Akgündüz’ün sözleri şöyle:







İslam’da âl-i beyt, sâdât, ehl-i beyt ve benzeri tabirlerle anılan evlâd-ı Resûle özel bir önem verilmiştir. Bunların zekât almasının yasak olması, devlet hazinesinden belli bir paya istihkakları bulunması sebebiyle, tarih boyunca Müslüman devlet adamlarının seyyidler ve şerifler denilen insanlara özel hürmet ve alaka göstermeleri, bu meseleyi daha da önemli kılmıştır. Şerîf, necib, asil, üstün gibi anlamlara gelmekte olup çoğulu şürefâ veya eşrâftır. Hz. Ali ve Fatıma’nın çocuklarından olan Hz.
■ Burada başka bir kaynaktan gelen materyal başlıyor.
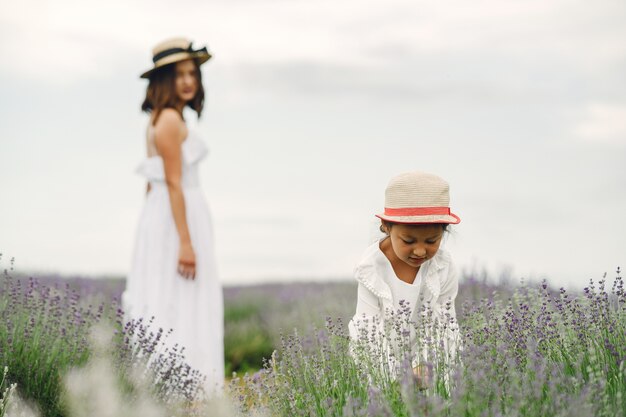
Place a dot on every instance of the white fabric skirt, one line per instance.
(193, 309)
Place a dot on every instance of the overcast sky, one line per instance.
(312, 106)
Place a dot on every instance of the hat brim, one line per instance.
(431, 219)
(200, 57)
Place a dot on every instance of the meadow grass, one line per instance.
(536, 353)
(525, 351)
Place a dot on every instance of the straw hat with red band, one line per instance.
(417, 198)
(175, 50)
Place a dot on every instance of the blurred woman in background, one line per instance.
(173, 276)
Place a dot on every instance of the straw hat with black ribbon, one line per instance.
(418, 198)
(175, 50)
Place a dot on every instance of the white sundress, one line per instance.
(192, 308)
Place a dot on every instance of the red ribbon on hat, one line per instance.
(417, 211)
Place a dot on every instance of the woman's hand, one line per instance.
(187, 261)
(423, 375)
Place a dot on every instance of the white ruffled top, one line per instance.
(193, 151)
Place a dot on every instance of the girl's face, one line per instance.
(415, 244)
(186, 81)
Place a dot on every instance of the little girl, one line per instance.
(407, 273)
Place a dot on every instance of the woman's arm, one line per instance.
(170, 131)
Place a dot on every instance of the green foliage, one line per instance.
(246, 338)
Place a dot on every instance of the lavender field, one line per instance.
(527, 350)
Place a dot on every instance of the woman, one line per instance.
(173, 277)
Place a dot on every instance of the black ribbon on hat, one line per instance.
(173, 51)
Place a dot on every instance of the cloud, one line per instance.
(603, 123)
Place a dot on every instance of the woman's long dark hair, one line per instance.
(161, 92)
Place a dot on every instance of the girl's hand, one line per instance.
(422, 374)
(187, 261)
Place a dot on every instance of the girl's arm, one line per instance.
(169, 136)
(366, 309)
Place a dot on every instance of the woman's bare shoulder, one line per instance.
(169, 127)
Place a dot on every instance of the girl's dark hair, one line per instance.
(161, 92)
(388, 225)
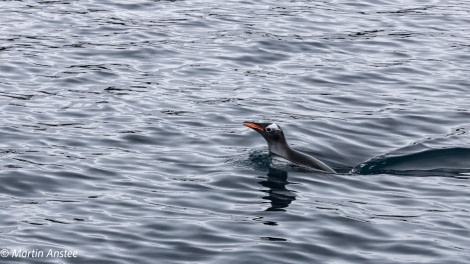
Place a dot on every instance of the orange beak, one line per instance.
(252, 125)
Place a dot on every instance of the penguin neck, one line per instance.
(281, 149)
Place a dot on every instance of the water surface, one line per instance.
(122, 136)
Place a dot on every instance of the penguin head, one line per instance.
(273, 134)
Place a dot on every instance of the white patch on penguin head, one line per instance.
(272, 127)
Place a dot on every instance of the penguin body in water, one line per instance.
(277, 145)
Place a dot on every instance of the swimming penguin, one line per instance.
(278, 145)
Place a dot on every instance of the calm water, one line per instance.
(122, 138)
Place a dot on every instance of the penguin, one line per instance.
(278, 146)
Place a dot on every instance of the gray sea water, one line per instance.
(121, 136)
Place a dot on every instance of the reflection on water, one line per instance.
(278, 195)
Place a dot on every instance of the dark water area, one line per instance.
(121, 135)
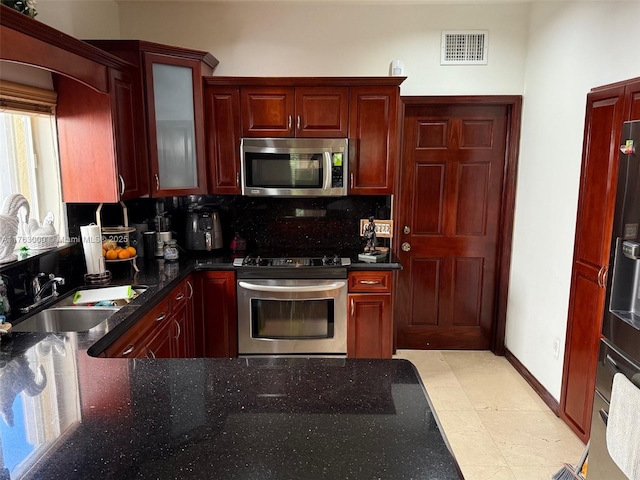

Hasan’ın soyundan gelenler şerîf, Hz. Hüseyin’in soyundan gelenler ise seyyid olarak anılmışlardır.





Evlâd-ı Resul olan bu kıymetli insanlara daha önceleri olduğu gibi Osmanlı Devleti’nde de hürmet gösterilmiştir. Ayrıca onlara âid işleri görmek için vazifeli me’mûrlar ve başlarına da bakan statüsündeki nakîb’ül-eşraf tâyin edilmiştir. Nakîb-ül-eşraf adı verilen bu görevli, Peygamber efendimizin torunlarının işlerine bakar, neseblerini kayd ve zapteder, doğumlarını ve vefâtlarını deftere geçirir, onları âdî işlere ve şânlarına uygun olmayan san’atlara girmekten menederdi. Fena hâllere düşmelerine mâni olur, haklarını korurdu.





Sâdât-ı-I Hıyâliyyin: Hıyâlseyyidleri: Baba Tarafından Bediüzzaman'ın Dedeleri







Önemle ifade edelim ki, bütün ayrıntılarıyla baba canibinden şerîf olduğu ortaya çıkan ve ancak anne tarafından seyyid olan Abdülkadir-i Geylani Hazretlerinin nesli bizim için önem arz etmektedir. Zira Bediüzzaman hazretleri baba tarafından onun torunudur. Bu sebeple üzerinde biraz daha ayrıntılı duracağız. Âl-i Geylani diye bilinen bu aile, 1920 yılında Irakta başbakan olan Seyyid Abdurrahman Nakîb Geylanı’nin de kökleridir. Sâdât-ı Hıyâliyyîn, Bû Cumʻa ve Hidâdiyyîn sâdâtı tamamen Abdülkadir-i Geylani Hazretlerinin neslinden gelen seyyid veya şeriflerdir.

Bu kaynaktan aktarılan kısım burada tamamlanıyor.